I won’t lie, I was worried when I realised that they were going to have a gender non-conforming child in this film because a part of me worried that it was going to be a “Bigot learns how to not be bigot” story but… it’s not. Palmer has maybe one moment of not getting why Sam might like girly things but by the 25 minute mark, he’s accepting that it’s just who Sam is. If he ever suggests to Sam to not wear girly things, it’s made clear it’s out of fear of how other people will treat him… and then they both go “Screw everyone else” and let Sam wear the damn dress because Palmer is a good man who might not understand everything about people who don’t conform to their assigned gender, but he gets that it makes Sam happy so just go with it.
Most of why this works, and I can’t believe I’m saying this, is because Justin Timberlake gives a genuinely moving and engaging performance. He says more with a little look and a small grunt than he could with a monologue and it’s stunning to see how much he makes you believe that Palmer is trying hard to be a better man. Same with Ryder Allen, who is just so good at making Sam this sweet kid who just likes Barbies and hair clips and doesn’t seem to get what the big deal is. Together, they’re dynamite and the scenes that’re just the two of them drinking root beer floats or going to a football game are some of the sweetest parts of the film.

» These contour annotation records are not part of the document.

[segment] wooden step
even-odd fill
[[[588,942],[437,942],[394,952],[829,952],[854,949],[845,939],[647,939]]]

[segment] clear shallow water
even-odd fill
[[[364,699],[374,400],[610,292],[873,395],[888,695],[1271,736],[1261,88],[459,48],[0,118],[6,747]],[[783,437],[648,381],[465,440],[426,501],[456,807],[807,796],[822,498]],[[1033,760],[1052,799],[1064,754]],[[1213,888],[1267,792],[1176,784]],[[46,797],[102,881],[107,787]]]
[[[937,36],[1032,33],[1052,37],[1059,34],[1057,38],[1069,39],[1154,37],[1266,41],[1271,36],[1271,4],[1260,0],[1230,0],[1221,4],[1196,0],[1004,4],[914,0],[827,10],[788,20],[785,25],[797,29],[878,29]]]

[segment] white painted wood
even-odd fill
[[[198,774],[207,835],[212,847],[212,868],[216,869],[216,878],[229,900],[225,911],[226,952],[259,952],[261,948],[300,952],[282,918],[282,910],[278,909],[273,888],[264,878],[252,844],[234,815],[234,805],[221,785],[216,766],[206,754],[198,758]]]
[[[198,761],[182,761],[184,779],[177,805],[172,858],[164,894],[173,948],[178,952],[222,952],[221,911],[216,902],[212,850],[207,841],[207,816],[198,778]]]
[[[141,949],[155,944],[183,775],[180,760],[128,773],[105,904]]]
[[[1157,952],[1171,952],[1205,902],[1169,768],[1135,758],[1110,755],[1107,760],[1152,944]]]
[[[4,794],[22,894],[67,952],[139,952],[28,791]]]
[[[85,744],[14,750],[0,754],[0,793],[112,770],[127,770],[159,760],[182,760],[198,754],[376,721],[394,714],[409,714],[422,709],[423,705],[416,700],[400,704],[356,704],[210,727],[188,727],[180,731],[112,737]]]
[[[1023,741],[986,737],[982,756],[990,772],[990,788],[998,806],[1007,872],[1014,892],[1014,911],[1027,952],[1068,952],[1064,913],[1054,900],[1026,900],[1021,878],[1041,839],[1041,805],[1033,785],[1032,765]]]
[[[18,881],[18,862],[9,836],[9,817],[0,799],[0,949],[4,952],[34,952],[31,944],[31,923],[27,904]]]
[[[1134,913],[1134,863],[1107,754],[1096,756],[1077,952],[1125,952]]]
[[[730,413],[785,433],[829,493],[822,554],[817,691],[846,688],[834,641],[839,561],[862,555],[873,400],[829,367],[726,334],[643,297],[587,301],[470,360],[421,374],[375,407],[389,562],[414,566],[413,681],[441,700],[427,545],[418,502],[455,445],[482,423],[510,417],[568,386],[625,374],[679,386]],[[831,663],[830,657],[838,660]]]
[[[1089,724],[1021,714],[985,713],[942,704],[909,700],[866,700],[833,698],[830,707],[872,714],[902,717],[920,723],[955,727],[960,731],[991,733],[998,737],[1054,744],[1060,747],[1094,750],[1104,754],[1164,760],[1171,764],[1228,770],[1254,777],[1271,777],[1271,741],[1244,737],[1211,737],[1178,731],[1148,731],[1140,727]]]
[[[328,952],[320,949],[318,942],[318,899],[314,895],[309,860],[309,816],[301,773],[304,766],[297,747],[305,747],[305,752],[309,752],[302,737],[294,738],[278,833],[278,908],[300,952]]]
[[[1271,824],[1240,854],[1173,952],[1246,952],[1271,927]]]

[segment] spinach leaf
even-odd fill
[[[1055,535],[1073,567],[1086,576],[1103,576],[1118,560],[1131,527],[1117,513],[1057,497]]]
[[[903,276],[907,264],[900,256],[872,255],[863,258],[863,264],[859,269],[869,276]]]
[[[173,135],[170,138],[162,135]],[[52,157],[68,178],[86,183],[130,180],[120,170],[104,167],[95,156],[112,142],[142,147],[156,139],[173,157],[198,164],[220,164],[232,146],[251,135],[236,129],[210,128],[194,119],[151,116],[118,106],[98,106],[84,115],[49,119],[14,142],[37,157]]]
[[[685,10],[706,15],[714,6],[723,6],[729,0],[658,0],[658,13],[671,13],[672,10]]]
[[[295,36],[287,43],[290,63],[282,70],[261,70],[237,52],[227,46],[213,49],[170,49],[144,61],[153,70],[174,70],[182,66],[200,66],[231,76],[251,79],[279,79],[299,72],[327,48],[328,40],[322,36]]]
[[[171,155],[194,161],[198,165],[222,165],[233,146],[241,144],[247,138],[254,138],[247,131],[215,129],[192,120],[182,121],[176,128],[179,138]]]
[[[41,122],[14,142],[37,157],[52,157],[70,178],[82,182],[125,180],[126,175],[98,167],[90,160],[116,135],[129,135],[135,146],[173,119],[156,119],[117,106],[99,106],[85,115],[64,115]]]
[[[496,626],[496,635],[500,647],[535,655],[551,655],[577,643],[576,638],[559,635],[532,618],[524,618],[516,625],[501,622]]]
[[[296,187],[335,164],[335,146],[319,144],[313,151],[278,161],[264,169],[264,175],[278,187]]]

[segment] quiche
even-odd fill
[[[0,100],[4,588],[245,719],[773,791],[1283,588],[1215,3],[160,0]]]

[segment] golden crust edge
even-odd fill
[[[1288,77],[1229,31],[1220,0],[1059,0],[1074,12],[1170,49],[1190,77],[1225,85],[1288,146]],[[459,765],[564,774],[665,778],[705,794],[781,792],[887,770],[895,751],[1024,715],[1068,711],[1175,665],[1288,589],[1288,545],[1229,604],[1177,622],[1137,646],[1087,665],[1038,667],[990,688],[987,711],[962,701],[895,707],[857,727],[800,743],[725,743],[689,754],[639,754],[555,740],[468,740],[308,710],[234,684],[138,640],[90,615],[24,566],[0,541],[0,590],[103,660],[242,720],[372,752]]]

It’s not all just sweet stuff though, the film deals with heavy topics beyond just gender non-conforming children. It touches on drug abuse, the child welfare system, how ex-convicts aren’t able to easily re-enter society, how stupid bigotry is and it doesn’t really half ass these things either. It presents them, shows the effects they have and handles them with a kind of sincerity I wasn’t expecting. Plus, a lot of bigots get punched in the face and I will eternally love seeing bigots suffering because of their bigotry.
Now, this all isn’t to say that the film doesn’t go through the checklist of things one expects from a movie I described in the opening of this review because it does, from courtroom scenes to the shot we’ve all seen where the kid chases after the person who cared for them while that person is carted off by police. There is a lot here that’s cliche and repetitive of things we’ve seen before… Hi, welcome to storytelling 101, every story is repeating older stories. The trick (and why I find this repetition preferable to, say, the repetition of The Marksman) is to still make those stories engaging and find an interesting new detail to add and this film manages to pull that off. Sure, you can tell where the film is going almost down to the minute, but it’s still a sweet little ride.
Palmer is better than it has any right to be. It’s a charming little story that fits right in with modern discussions around gender identity and how we treat prisoners. For a film that could’ve felt bland and forgettable, it manages to be a heartwarming and sweet tale that handles its heavy subject material with care. I’m legitimately impressed at how well this film did what it set out to do, good job Palmer.